Kyle is off in some faraway land living and eating it up and our camera card went with him, so a recap of the full season of Christmas will have to wait. However, I was able to recover quite a few gems from Ma's camera. Here's just a wee sampling of what we've been up to the past month.

Post-Christmas clearance rack raids,


Bean box adventures (most of which have consisted of emptying the box of beans as quickly and wildly as possible... is this truly better than sand?),

Yes, all that Christmas stuff (including a complete FAIL at that "slim Christmas" I'd hoped to create),

New matchy-matchy church clothes,

and some assorted odd encounters...

Ma has been saintly to stay with us (and Bob, too) while Kyle's gallivanting from one Chinese urban center to another. Bob has another dr. appt. so they'll stay until next week for that. Having another mom around is oh-so-helpful, and yet I'm most grateful for Ma's presence when I hit the light at night and all the morbid stories she's lovingly shared over the years come flooding into my memory.

The kids (actually just the boys) have been awful crazy lately, and I cope by going on clearance rack shopping sprees on a regular basis (and devouring entire batches of cookies at a time-- no shortage of food junk around with Ma in town). It makes me feel a little better, at least until Kyle's sees the bills.

Every seasoned mother would tell me to cherish this time when my children are young and malleable because "they grow up so fast," but so far they're growing up terrible sluggish-like.

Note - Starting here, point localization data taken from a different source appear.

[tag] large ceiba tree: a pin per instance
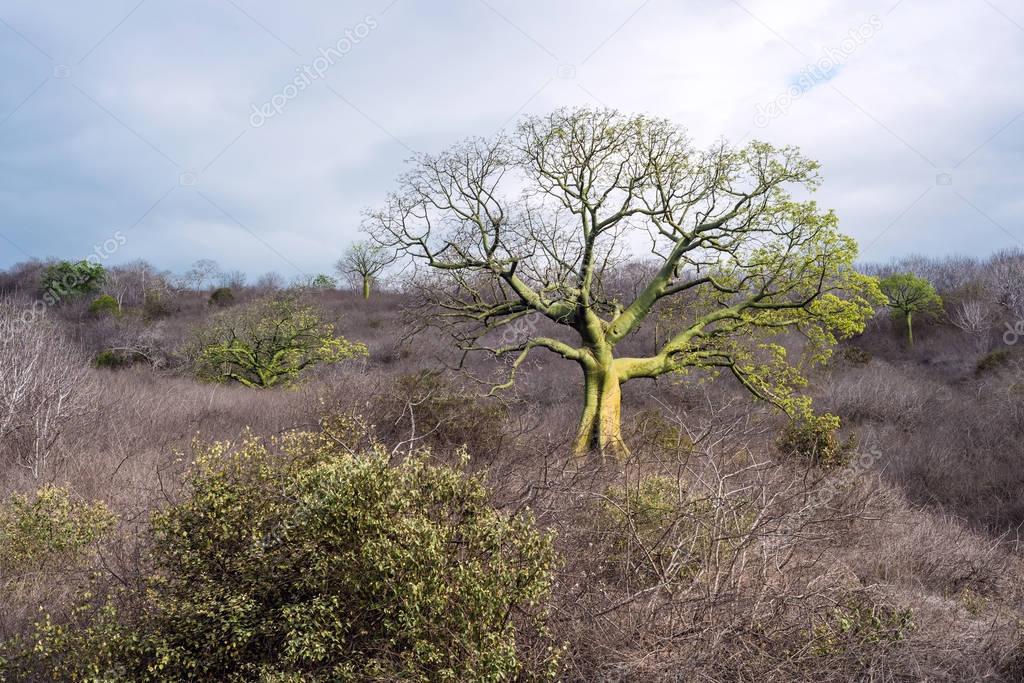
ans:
(536, 223)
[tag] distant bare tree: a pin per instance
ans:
(235, 280)
(45, 384)
(269, 282)
(1006, 281)
(363, 264)
(974, 317)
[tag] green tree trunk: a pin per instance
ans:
(600, 424)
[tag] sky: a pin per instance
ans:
(255, 132)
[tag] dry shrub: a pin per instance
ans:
(426, 409)
(45, 388)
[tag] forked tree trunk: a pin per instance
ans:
(600, 424)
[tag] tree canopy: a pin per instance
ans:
(909, 295)
(534, 224)
(363, 264)
(267, 343)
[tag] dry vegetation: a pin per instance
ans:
(712, 553)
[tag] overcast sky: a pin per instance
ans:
(181, 125)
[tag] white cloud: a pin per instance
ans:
(936, 82)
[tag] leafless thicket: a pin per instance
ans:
(45, 387)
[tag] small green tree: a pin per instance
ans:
(267, 343)
(67, 280)
(363, 264)
(909, 295)
(323, 282)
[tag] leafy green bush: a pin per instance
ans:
(815, 437)
(296, 559)
(48, 527)
(859, 625)
(104, 304)
(117, 359)
(67, 280)
(222, 296)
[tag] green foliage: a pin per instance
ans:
(222, 296)
(67, 280)
(104, 304)
(48, 527)
(296, 559)
(909, 296)
(860, 624)
(267, 343)
(816, 438)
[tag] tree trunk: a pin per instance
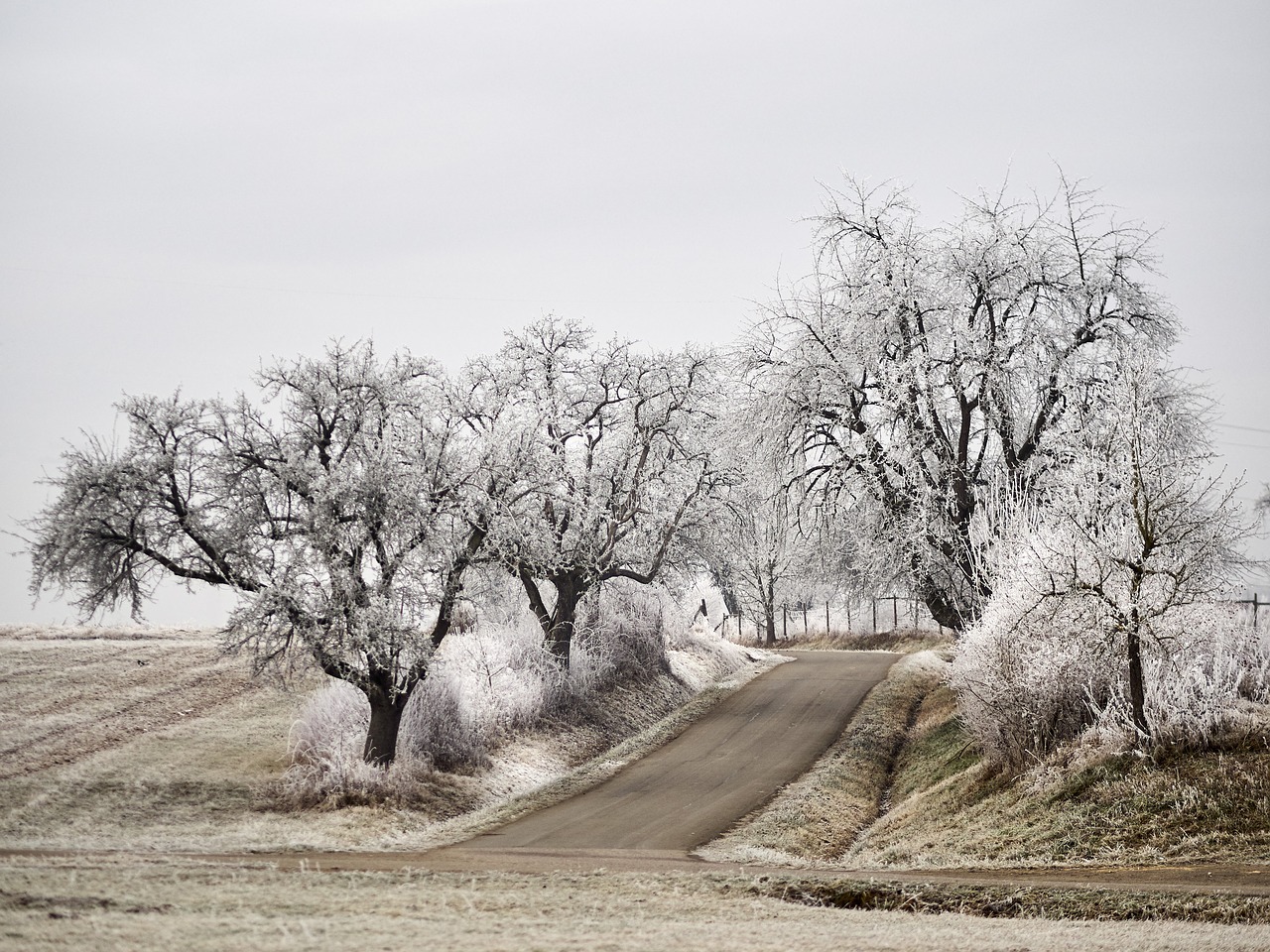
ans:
(381, 735)
(1137, 688)
(564, 619)
(943, 608)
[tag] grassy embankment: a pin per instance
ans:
(905, 787)
(154, 740)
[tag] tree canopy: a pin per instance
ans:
(917, 368)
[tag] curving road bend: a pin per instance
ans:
(724, 766)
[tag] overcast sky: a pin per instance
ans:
(190, 186)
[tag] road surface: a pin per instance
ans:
(724, 766)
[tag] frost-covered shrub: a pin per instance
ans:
(1030, 678)
(494, 680)
(441, 730)
(326, 765)
(1206, 684)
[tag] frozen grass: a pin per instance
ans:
(139, 902)
(158, 742)
(820, 816)
(943, 806)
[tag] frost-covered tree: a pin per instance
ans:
(1137, 526)
(919, 368)
(613, 476)
(339, 504)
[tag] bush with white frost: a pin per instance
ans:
(1030, 679)
(497, 680)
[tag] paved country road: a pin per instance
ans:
(724, 766)
(651, 815)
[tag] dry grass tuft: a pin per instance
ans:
(943, 806)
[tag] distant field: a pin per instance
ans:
(153, 742)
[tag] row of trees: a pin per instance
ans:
(921, 403)
(347, 498)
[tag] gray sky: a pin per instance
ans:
(190, 186)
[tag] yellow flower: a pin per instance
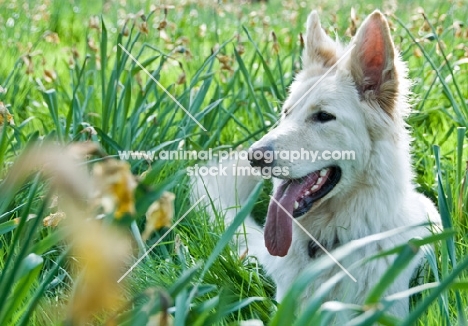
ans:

Seriously. Way slower than average, I'm pretty sure.

And yet, I'm sure my dissatisfaction is rooted in selfishness and ingratitude. When I get humbled out of my moodiness, I'll realize that someday I'll look back and won't remember how crazed and ultra-stressful these days are.

That's why I'm writing this now. I don't want to forget how awful raising my boys is right now. It's the PITS, for the record. Let's just say that I'm glad I had Ellie first so I would want to have more kids. If Erik was my first toddler or Charlie was my first baby, there may not have ever been siblings.

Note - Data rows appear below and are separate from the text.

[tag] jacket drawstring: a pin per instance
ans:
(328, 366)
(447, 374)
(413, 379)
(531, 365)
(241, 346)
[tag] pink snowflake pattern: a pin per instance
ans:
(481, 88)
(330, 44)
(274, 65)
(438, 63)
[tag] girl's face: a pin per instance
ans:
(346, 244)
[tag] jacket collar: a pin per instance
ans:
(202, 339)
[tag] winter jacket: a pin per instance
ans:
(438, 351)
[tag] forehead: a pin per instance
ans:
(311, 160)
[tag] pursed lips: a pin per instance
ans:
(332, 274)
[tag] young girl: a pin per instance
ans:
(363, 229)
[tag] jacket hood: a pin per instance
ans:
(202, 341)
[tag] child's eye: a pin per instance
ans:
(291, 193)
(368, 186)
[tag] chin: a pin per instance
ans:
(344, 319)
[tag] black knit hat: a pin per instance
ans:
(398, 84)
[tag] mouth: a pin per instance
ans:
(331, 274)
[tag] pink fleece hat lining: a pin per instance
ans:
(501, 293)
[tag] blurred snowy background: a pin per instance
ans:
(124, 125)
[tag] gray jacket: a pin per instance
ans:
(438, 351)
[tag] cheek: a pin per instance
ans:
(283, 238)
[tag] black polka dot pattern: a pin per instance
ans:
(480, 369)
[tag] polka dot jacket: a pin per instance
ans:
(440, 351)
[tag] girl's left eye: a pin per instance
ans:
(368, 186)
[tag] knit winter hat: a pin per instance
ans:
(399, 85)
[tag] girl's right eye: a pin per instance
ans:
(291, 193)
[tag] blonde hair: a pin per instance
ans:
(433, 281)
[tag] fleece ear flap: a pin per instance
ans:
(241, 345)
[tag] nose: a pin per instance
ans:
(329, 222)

Alas, there will be more. I've pinky sworn to Ellie she'll get a sister.

8 comments:

Emily said...

It's nice to see what you've been up to. I'm glad you're so candid about raising your children. I don't know what the Man upstairs was thinking when he blessed us with Brooks first. Does He really want him to be an only child? :) That's sure the way it's going to be after tonight! Miss you guys terribly. Love the cute church clothes, and your hair cut.

Cathi said...

Ahh, Tiff, you always leaving me wanting to have more children :) Looks like you had a great Christmas. I love the clearance rack shopping! I'm glad you had a great Christmas. Enjoy your Ma! Someday I'll figure out how to call you between 3 time zones- really.

Anonymous said...

Was that an announcement? ;)

You're such an awesome mom, and I love your bangs.

It's so hard to be without a husband. I'm sorry. Really.

Thomas Family said...

Boys are a roller coaster that is for sure. Everyone tells me that they get easier while the girls get harder...hmmm. Hang in there!! Call us up when your mom leaves too. :) Oh and did you get my text about the potluck here on sunday after church?

Karrot Soup said...

I know Scott misses his family a lot -- I really sympathize -- but if I REAALLLY had to pick only a small number of relatives I could live right down the street from, it would be sisters. All the way. You're the best. Though I hate to tell you, you will remember how awful and crazy-making these years are, but it will only add to your incredible gratitude for the amazing kids you have in 5 years or so. Stick with it, girl, you're one of the awesome and great ones!

Amy said...

CUTE matchy match clothes! What a beautiful family. What is Kyle doing in China? I've never heard of a "bean" pit, but, every year, I fill our plastic turtle with new sand and the kids throw it out until the turtle is empty. Brian hates it. I feel like it's just the way it is.

I think you ARE a seasoned mother (you do have three kids after all), and you know what every seasoned mother in your stage of life knows -- it takes a lot of strength to make it through most days. You are a fantastic mom and you're becoming a better person every day because of those challenges. I'm glad your mom is there to help out. Can't wait for more of your delicious recipes!

sara said...

I'm with Mary, was that an announcement?

I love the matchy-matchy church outfits. Way cute!

Mish said...

I've been waiting to see if anyone comments on the picture that I TOOK of Charlie daintily stepping into the bean box. Am I the only one who gets a kick out of that? Anyway, cute post. miss you.